Kul Nesimî bir şiirinde tasavvuf şairi Seyyid Nesîmî'nin ölüm yılını ve tuttuğu yolu söylemek ister. Buna göre, Seyyid Nesîmî'nin ölüm yılına 264 katınca 1668 bulunur. Yani 17. yüzyılda yaşamıştır.

‘’İkiyiz altmış dört yıldan sonra 
Bu nazmile bunu ettim ben izhar.’’

Kul Nesimî'nin asıl adının ‘’Ali’’ olduğunu söylemiştim. Bunu şu şiirinden biliyoruz:

‘’Mahlasım Nesimî, ismim Ali'dir
Bu çarh dönmektedir, sanmam halidir
Şükür kalbim iman ile doludur
Cürm'i isyanımız bileden beri.’’

Kul Nesimî bir şiirinde Yunus Emre'nin izleyicilerinden Hacım Sultan'a bağlı Sait Emre'nin soyundan geldiğini bildirir:

‘’Şükür Hakk'a iyd oldu
Katarımız mezid oldu
Ceddim Said Emre'dir
Nesli de Said oldu.’’

Kul Nesimî’nin günümüzde en bilinen ve bestelenmiş üç şiiri vardır… Birisi ‘’Minnet Eylemem’’ şiiri, diğeri ‘’Sorma Be Birader Mezhebimizi’’ şiiri ve sonuncusu da ‘’Ben Melâmet Hırkasını’’ isimli şiirleridir… Bu şiirlerin ilkini şimdi diğerlerini de yazımın sonunda veriyorum…

Minnet Eylemem

Hâr içinde biten gonca güle minnet eylemem
Arabi Farisi bilmem, dile minnet eylemem
Sırat-i müstakim üzre gözetirim Rahîm’i
iblisin talim ettiği yola minnet eylemem.

Bir acaip derde düştüm herkes gider kârına
Bugün buldum bugün yerim, Hak kerimdir yarına
Zerrece tamahım yoktur şu dünyanın varına
Rızkımı veren Huda’dır kula minnet eylemem.

Oy Nesimî, can Nesimî ol Ganî mihmân iken
Yarın şefaatlerim Ahmed-i Muhtar iken
Cümlenin rızkını veren ol Ganî settar iken
Yeryüzünün halifesi hünkâra minnet eylemem.

Şiirin anlaşılır olması için genç arkadaşlarıma bir küçük açıklama yapmam gerekiyor:

Sırat-i müstakim: Doğru yol, dosdoğru yol.
Hâr: Diken.
Rahîm: Kur'an'da geçen Allah'ın 99 adından biridir. Bağışlayıcı, sevdiklerine ve müminlere âhirette merhamet eden, onları koruyan, onlara acıyan demektir.
Ganî: Kur'an'da geçen Allah'ın 99 adından biridir, çok zengin, hiçbir şeye muhtaç olmayan demektir.
Mihmân: Gönül misafiri.
Ahmed-i Muhtar: Hz. Muhammed’in güzel isimlerinden birisidir.
Settar: Allah'ın isimlerinden olup "ayıpları örten" anlamındadır.
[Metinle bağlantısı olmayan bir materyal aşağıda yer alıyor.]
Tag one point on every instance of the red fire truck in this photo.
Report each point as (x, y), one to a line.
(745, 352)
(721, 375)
Kul Nesimî günümüzde de yaşasaydı eğer bu şiirlerini kelimesini dahi değiştirmeden tekrar yazardı. Bu şiirlerin her bir kelimesi günümüzü anlatmaktadır. Baksanıza 17. yüzyılda bile böyle değildi bu coğrafya: Kur’an kurslarına bağış karşılığı din ulemasından cennet vaat ediliyor… Bir salgın hastalığın sebebi yine din ulemasınca belirli insanlara yükleniyor… Bir üniversitenin dekanı kamera önünde üniversitenin kız öğrencilerine salya akıttığını ifade ediyor… TV’lerde uluorta öldürülecek listelerinden, katliamdan bahsediyorlar… TV’lerde uluorta sıfatında Profesör olan kravatlı İŞİD’liler 12 yaşındaki kız çocukların evlendirilmesini konuşuyorlar… Sanırsınız ki Ortaçağdayız…  
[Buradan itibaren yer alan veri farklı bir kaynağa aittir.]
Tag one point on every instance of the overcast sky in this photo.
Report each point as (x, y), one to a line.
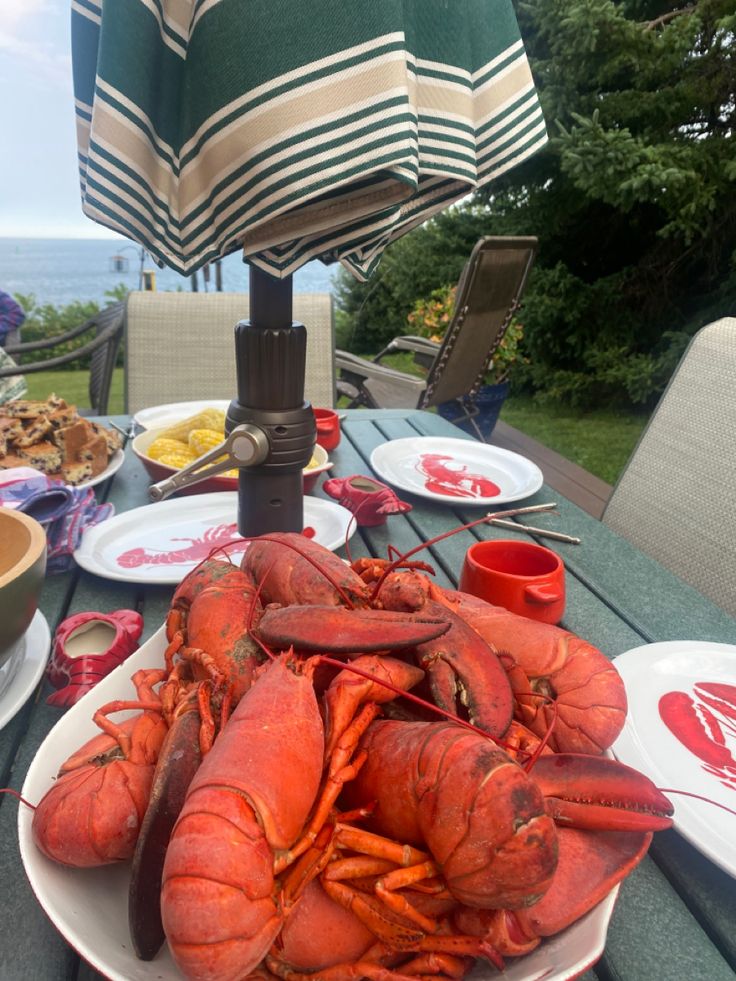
(39, 187)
Kul Nesimî'nin yaşadığı 17. yüzyıldan bugüne dört yüzyıl geçti. O günden bu güne bu coğrafyada yaşayanlar, yaşananlar hiç değişmedi. Kul Nesimî'nin söylediği gibi yine o hale geldiler ki bu coğrafyada yaşayanlar; dile ve dine minneti olanların arasında kahroldular… İblisin talim ettiği yollarda iblislerden dar oldular… Kula minnetli harislerden har oldular… Yeryüzü halifesi hünkâra tabilerden düçar oldular… Rahimi, hüdayı, settarı, rezzakı dilde sakız, gönülde nakıs edenlerden bizar oldular...

Bir acaip derde düştük herkes gitmektedir kârına... Bugün bulup bugün yiyoruz, Hak kerimdir yarına...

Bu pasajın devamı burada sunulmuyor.